A crise hídrica foi um momento fértil para a formação de redes de contatos entre pesquisadores e movimentos sociais e políticos e ambientalistas que estavam dispersos na miríade de organizações sociais academia mesmo tendo um tema em comum. Tais grupos conseguiram produzir muitas reflexões, diversas análises e diversas recomendações, mas possuíam o mesmo sentimento em comum: a impermeabilidade

do processo político para internalizar essas contribuições de atores fora da burocracia estatal.

O que ficou claro analisando as ações relativas à crise hídrica é a continuação de um modelo baseado na busca de novas fontes de água para a região metropolitana de São Paulo. O paradigma hidráulico ainda se mostra muito presente, principalmente dentro da comunidade epistêmica dos recursos hídricos onde oposição e status quo advogam juntos pela continuação desse modelo.

O enfrentamento da crise pelo Estado seguiu o roteiro das crises comuns, como explicado por Boin et al. (2009), nas arenas políticas. Em um primeiro momento se minimiza ou se nega a existência de uma crise. Em seguida há o reconhecimento da crise, mas apenas quando a situação se torna insustentável ou devido a exigências burocráticas e jurídicas. A partir deste momento, a estratégia passa a ser a minimização do desgaste político dos atores e tentativa de sustentação de uma determinada narrativa.

A janela de oportunidade para mudança institucional fundamental exigida frente aos novos desafios e a complexidade da situação não foi suficiente para que os atores conseguissem influenciar diretamente o caminho escolhido pelo Governo do estado e seus atores. A análise demonstrou como o Estado utilizou de diversas formas de poder, se valendo de uma posição centralizadora na gestão de recursos hídricos em situações de crise.
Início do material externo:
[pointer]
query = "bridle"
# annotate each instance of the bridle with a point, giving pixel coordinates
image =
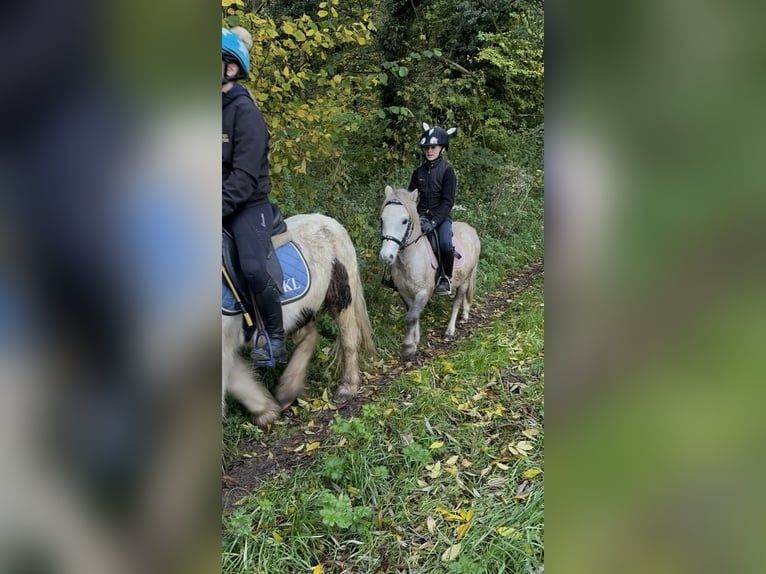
(402, 243)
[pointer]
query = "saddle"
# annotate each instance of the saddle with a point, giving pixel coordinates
(435, 256)
(286, 266)
(236, 297)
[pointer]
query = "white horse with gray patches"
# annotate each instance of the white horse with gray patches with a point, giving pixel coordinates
(406, 250)
(335, 284)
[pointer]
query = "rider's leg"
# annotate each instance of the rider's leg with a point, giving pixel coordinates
(447, 257)
(252, 233)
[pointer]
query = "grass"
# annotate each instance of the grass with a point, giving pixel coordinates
(443, 473)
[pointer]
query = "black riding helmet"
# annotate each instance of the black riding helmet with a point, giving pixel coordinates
(436, 136)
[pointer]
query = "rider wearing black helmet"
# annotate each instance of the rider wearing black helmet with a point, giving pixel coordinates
(246, 208)
(436, 182)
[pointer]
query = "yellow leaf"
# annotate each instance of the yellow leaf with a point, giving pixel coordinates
(447, 514)
(531, 433)
(462, 530)
(451, 553)
(431, 523)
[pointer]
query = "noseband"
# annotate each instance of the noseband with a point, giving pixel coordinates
(402, 243)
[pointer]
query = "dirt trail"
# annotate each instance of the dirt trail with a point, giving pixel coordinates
(269, 457)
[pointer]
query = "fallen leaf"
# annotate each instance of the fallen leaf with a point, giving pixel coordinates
(451, 553)
(463, 529)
É imperioso buscar uma nova institucionalidade que permita uma devolutiva de poder para escala mais adequada. O esvaziamento dos comitês de bacia uma vez que são instâncias ainda com baixa capacidade de influência, dominado principalmente por atores ligados às empresas de saneamento e aparato estatal é apenas o reflexo do centralismo do poder. Uma vez que os atores sociais não conseguem vislumbrar a possibilidade de mudança nas arenas deliberativas, a tendência é de abandono destas em prol de outras estratégias.

A forma como os atores e organizações enquadram os problemas e situações reflete nas ações propostas para soluções de seus problemas. Conforme visto, as instituições, cultura e modelos mentais possuem influência significativa nos processos tomada de decisão. A relativa homogeneidade dos gestores hídricos em função da sua formação e atuação profissional possibilita uma menor flexibilidade em relação ao que é

considerado solução ou não. A legitimidade epistêmica possuiu uma grande influência no modo como as narrativas foram sendo construídas ao longo do tempo.
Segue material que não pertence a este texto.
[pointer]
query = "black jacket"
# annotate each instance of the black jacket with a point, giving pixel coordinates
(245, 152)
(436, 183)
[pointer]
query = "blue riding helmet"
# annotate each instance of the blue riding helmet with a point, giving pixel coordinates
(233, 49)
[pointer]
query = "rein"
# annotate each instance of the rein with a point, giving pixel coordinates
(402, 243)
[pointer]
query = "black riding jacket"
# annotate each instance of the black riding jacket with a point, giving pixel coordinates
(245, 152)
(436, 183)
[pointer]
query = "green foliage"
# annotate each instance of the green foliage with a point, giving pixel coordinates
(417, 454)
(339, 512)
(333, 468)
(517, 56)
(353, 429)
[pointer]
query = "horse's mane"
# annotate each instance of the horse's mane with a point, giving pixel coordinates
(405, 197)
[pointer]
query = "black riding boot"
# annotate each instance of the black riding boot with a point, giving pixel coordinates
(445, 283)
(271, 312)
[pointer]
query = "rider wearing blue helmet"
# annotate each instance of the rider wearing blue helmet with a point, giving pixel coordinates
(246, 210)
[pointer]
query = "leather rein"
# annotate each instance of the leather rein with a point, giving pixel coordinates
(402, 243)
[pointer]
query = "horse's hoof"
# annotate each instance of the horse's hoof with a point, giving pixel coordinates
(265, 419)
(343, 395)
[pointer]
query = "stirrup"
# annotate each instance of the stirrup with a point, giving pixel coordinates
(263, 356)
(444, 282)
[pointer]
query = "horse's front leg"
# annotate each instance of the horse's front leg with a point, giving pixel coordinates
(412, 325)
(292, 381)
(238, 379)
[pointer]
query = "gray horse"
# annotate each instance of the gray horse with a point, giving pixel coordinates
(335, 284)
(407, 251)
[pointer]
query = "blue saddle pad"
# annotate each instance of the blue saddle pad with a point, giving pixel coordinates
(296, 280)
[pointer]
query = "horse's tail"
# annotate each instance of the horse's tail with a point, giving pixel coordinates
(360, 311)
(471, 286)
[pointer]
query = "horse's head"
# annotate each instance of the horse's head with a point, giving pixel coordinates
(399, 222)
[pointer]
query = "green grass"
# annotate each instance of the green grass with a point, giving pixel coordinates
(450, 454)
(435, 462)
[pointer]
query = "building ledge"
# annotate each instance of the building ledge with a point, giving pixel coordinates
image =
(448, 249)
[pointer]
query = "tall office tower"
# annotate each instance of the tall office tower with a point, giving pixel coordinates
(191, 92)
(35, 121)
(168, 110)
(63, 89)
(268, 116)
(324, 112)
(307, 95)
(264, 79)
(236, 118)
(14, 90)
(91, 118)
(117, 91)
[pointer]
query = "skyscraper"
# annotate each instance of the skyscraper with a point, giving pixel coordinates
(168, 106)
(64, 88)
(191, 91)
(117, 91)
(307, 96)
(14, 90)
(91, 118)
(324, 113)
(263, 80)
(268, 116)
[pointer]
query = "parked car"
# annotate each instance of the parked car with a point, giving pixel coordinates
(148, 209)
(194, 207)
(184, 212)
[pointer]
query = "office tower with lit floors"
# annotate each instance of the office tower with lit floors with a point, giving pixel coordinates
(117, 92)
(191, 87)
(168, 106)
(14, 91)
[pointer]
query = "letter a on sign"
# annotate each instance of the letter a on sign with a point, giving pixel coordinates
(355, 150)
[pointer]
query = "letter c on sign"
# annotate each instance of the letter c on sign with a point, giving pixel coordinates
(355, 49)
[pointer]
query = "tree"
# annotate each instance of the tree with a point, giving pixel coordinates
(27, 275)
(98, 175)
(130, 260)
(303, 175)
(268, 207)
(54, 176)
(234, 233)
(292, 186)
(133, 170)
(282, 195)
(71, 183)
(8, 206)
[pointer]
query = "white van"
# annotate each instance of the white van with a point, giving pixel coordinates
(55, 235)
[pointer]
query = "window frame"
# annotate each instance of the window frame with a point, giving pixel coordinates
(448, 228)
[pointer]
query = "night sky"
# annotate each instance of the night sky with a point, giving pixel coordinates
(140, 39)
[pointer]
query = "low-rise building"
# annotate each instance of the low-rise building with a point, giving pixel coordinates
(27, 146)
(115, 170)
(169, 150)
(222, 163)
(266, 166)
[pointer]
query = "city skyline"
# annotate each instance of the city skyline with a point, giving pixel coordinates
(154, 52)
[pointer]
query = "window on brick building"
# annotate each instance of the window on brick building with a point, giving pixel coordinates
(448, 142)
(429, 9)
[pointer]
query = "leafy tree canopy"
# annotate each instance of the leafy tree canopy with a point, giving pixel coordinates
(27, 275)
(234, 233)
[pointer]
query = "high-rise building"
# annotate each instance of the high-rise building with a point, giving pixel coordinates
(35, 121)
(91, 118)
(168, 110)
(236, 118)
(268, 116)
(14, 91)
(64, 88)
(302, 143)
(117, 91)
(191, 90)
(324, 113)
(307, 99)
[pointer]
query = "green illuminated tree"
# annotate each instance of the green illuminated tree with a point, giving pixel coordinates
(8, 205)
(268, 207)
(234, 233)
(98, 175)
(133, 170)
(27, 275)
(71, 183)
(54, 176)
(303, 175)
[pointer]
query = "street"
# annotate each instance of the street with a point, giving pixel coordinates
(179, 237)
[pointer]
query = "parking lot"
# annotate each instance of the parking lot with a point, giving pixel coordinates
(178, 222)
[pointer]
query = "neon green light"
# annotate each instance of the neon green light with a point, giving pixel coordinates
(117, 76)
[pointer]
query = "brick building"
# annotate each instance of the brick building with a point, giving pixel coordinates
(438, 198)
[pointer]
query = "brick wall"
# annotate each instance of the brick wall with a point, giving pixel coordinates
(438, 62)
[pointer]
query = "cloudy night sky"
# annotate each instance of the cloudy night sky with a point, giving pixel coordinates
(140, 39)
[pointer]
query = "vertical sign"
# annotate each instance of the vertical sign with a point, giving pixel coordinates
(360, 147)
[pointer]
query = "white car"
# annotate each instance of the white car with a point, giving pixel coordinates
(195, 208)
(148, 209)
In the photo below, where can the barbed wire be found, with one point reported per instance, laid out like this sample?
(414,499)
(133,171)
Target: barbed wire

As soluções do lado da demanda ainda são ínfimas se comparadas às experiências internacionais. Obviamente há uma situação de ganha-ganha quando se propõe a expansão da oferta hídrica através de novas fontes de água. Tanto a empresa de saneamento que vai possuir mais e ganham as empresas que vão construir esses projetos, sem contar a visibilidade e política de obras de infraestrutura. Obras de saneamento e de gestão de demanda não possuem a mesma visibilidade de obras de infraestrutura como represas para novos sistemas de abastecimento. As experiências de outros países demonstram a impossibilidade de continuação desse modelo principalmente pelo aumento da complexidade da questão ao se incluir cada vez mais territórios adjacentes a bacia. Sendo assim, as soluções buscando a eficiência hídrica são muito mais eficientes e possuem custo benefício maior. No entanto como o cálculo das soluções apresentadas durante a crise hídrica é extremamente limitado, desconsiderando o real custo destas obras (em termos ecológicos e sociais), tais soluções possuem menor prioridade.
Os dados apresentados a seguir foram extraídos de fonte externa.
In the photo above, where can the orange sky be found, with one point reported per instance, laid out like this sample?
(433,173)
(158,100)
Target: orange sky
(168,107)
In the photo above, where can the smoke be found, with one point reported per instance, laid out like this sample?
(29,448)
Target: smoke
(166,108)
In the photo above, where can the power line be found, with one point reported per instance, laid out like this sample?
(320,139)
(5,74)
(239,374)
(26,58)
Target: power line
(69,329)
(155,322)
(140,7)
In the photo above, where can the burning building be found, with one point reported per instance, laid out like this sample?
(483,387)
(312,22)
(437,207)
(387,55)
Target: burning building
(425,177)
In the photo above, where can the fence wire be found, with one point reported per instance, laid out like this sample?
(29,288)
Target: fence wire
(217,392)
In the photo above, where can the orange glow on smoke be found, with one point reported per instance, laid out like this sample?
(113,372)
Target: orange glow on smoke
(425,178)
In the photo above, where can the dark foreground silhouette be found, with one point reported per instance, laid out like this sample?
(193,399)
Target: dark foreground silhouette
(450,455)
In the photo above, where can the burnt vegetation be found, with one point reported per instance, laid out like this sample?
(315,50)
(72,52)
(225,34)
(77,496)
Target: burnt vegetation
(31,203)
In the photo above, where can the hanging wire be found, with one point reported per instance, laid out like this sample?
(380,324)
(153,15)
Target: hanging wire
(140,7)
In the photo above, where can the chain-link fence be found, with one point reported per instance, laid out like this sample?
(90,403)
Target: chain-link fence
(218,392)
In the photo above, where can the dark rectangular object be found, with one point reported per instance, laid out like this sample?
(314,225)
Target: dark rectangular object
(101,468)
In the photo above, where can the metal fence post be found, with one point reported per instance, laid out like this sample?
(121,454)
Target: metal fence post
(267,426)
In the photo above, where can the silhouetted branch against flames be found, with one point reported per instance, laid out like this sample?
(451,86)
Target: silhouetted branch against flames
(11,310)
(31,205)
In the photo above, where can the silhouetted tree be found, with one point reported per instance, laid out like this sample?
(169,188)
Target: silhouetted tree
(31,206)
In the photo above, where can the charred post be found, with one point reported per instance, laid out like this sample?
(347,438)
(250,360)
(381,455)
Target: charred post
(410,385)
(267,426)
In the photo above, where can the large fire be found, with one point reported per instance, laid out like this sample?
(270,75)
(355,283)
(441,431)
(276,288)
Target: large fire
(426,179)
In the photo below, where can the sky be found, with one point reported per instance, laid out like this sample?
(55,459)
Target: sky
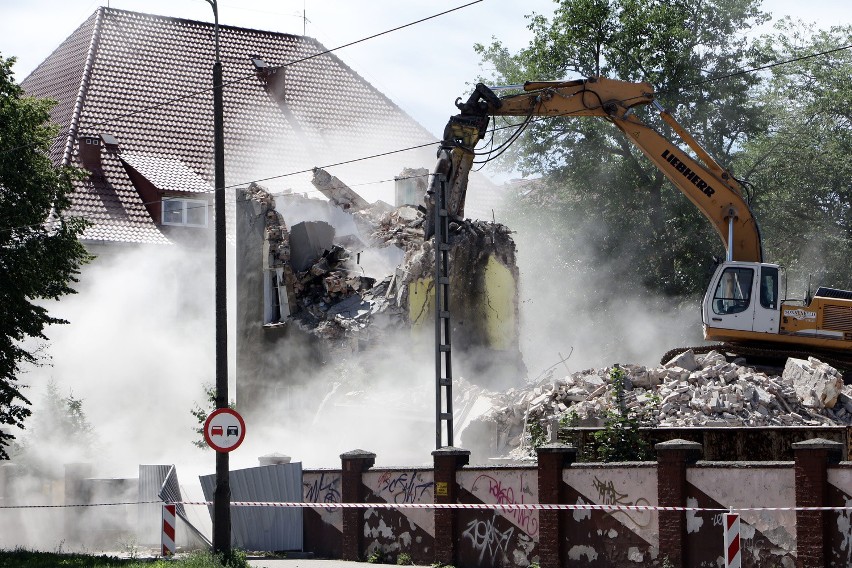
(423,68)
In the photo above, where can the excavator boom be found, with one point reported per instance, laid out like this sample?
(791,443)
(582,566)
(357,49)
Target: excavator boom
(709,186)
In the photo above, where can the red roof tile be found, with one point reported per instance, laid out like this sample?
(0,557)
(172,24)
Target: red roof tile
(146,80)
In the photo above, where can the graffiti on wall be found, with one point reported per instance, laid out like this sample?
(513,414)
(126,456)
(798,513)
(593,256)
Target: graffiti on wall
(404,487)
(323,487)
(505,493)
(501,537)
(620,487)
(487,540)
(609,495)
(409,486)
(506,487)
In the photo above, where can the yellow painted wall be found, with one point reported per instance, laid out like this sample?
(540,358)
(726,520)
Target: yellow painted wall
(497,308)
(421,302)
(501,291)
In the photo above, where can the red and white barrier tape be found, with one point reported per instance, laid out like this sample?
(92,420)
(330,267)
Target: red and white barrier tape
(490,506)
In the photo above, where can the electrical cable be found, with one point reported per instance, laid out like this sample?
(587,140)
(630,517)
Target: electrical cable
(250,75)
(521,126)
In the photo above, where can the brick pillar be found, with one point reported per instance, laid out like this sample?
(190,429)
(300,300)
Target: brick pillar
(812,460)
(552,459)
(672,458)
(447,462)
(354,464)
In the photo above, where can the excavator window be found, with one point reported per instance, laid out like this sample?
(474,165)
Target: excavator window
(733,293)
(769,287)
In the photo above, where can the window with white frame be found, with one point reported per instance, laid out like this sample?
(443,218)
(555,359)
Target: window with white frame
(185,212)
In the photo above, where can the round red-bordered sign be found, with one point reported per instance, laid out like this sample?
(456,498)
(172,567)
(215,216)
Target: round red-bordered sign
(224,430)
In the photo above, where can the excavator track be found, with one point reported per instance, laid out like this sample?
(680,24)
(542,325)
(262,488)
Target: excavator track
(765,352)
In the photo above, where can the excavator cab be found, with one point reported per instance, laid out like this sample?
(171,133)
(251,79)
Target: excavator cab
(742,297)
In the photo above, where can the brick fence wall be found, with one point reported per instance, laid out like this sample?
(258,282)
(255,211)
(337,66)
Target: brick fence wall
(768,495)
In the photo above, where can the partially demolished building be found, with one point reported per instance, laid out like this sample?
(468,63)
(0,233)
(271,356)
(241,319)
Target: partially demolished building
(318,279)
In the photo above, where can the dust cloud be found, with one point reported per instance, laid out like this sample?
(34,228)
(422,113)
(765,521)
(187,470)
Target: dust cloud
(575,312)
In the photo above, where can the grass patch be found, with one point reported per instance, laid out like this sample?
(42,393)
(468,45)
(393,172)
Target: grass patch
(20,558)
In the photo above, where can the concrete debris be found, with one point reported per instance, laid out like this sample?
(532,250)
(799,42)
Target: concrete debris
(713,393)
(817,384)
(339,267)
(338,192)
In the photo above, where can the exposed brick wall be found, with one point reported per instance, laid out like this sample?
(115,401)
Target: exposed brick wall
(354,464)
(672,459)
(447,462)
(675,459)
(552,458)
(812,459)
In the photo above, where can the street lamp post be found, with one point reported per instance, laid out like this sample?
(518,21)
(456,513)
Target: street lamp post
(222,494)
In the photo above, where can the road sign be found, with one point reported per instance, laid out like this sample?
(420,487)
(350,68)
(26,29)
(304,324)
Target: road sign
(224,430)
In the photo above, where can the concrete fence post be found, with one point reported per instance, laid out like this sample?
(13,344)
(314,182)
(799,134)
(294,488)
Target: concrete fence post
(812,460)
(353,465)
(447,462)
(672,459)
(552,459)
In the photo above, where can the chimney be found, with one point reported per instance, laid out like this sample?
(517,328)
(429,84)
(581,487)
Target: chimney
(90,151)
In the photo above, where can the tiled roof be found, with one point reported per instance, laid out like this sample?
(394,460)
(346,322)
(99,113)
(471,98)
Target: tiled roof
(146,81)
(168,174)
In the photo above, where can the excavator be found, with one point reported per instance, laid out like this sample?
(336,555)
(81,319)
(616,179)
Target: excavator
(743,307)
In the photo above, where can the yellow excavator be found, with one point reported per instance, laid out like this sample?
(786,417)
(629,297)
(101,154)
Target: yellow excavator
(743,307)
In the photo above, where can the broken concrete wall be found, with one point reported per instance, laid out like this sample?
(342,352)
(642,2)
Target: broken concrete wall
(355,277)
(483,300)
(270,359)
(736,411)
Em suma, esta tese mostrou que não houve uma mudança fundamental na gestão dos recursos hídricos em São Paulo. As mudanças experimentadas e políticas foram simplesmente mudanças incrementais e de ajuste pequenos. Mesmo com a demanda da sociedade civil por mudanças mais profundas e drásticas devido à assimetria de poder e centralismo das decisões no poder do estado ainda não foi possível.